Chapman Taylor’s new 220 bedroom Holiday Inn Express, built off-site from purpose built steel shipping containers, has been completed at Manchester’s Trafford City. It is the first hotel in the North West to be built using this particular method of volumetric modular construction.
Volumetric modular construction is a method of ‘off-site construction which sees a large portion of a building being constructed as a series of separate modules (or pods) in a controlled environment; typically a purpose built factory or large manufacturing warehouse. The individual modules are then transported to the site where they are assembled to create the finished building.
The hotel, located next to Manchester’s EventCity venue on a 1.75 acre site, is a joint venture between Topland, Marick and Mill Lane Estates and is the first Holiday Inn Express ‘Generation 4’ in the UK to be built using a ‘modular’ construction process.
Chapman Taylor’s Manchester studio, alongside the main contractor, Bowmer & Kirkland, developed the detailed design for the off-site hotel adopting a completely different design process, which was informed by the modular provider’s system.
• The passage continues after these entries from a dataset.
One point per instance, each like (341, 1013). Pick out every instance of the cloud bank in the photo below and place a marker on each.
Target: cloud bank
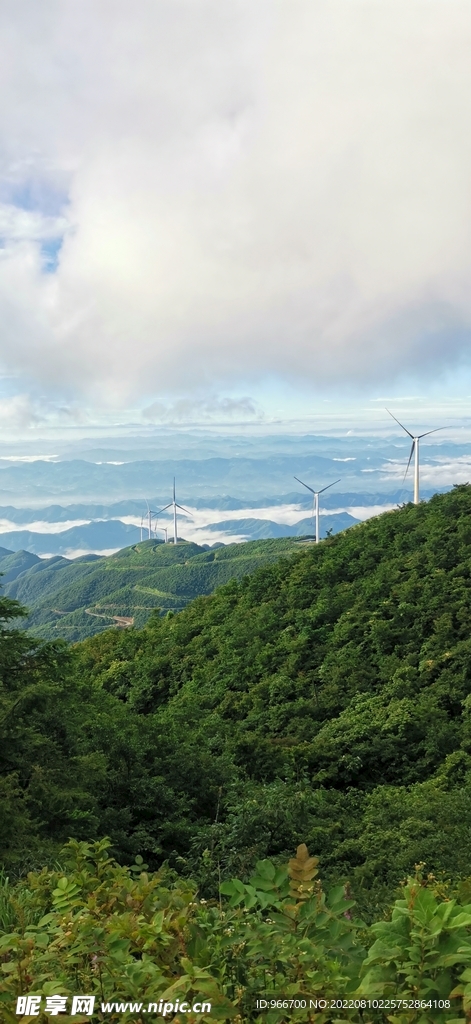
(196, 197)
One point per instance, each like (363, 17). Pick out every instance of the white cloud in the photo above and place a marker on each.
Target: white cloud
(257, 188)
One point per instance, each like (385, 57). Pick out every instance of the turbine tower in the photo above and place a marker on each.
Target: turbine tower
(315, 502)
(415, 453)
(173, 505)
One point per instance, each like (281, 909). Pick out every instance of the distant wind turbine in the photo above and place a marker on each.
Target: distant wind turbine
(315, 502)
(151, 512)
(415, 452)
(173, 505)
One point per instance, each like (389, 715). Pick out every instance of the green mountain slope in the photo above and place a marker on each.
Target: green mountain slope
(324, 698)
(327, 697)
(76, 599)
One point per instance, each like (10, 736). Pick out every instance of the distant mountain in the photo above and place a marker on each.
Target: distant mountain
(264, 528)
(98, 536)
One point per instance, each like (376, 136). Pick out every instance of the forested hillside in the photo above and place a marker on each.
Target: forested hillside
(75, 599)
(325, 698)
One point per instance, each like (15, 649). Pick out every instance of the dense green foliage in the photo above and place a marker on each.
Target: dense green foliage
(128, 936)
(324, 698)
(77, 599)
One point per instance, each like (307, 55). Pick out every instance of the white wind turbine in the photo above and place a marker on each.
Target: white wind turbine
(415, 452)
(315, 502)
(175, 507)
(151, 512)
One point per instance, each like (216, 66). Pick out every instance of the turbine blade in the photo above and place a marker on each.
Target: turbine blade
(410, 459)
(400, 424)
(305, 484)
(329, 485)
(427, 432)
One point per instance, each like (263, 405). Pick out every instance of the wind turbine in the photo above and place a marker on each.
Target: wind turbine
(151, 512)
(165, 530)
(315, 502)
(415, 452)
(173, 505)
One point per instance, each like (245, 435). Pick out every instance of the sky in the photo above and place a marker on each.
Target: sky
(238, 212)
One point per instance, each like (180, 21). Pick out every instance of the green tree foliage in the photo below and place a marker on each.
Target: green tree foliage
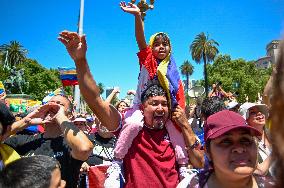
(13, 54)
(204, 49)
(251, 80)
(186, 70)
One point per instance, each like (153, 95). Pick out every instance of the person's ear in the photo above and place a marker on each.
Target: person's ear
(207, 153)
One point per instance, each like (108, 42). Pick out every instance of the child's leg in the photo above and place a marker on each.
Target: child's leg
(178, 142)
(133, 124)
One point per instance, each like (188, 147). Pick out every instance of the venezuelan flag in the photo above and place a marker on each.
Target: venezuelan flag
(68, 76)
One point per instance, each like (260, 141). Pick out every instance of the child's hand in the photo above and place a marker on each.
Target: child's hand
(130, 8)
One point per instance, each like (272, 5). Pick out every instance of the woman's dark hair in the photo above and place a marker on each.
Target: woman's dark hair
(6, 117)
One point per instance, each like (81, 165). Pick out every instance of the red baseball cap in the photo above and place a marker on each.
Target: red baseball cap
(224, 121)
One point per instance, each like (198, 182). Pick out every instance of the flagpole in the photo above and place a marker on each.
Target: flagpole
(80, 32)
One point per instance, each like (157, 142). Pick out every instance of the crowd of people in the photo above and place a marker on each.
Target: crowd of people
(157, 141)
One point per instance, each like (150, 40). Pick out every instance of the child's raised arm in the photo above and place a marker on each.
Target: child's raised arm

All 220 guestrooms have been constructed off-site from purpose-built steel shipping containers; complete with fully factory finished interior furniture, fixtures and fittings, including carpets, curtains, wallpaper and full-height windows.
Following their delivery to site, the 125 modules were individually stacked on an in-situ built podium structure, meaning all 220 guest rooms were installed over a 4 week period. The modules arrived on site mid-November 2016 and were all in place by December 2016.
Chapman Taylor developed a fully co-ordinated BIM model to inform the detailed design and enable the off-site fabrication to commence in line with the ambitious programme. Each module contained two fully furnished en-suite guestrooms, complete with all building services including the light fittings. The rooms were orientated within each module to mirror one another across the corresponding section of corridor.
The outer corrugated steel finish of each shipping container incorporated a vapour control layer allowing the building to achieve water-tightness within a short period. The finished external envelope was then applied using a prefinished rain screen cladding and single ply roofing system.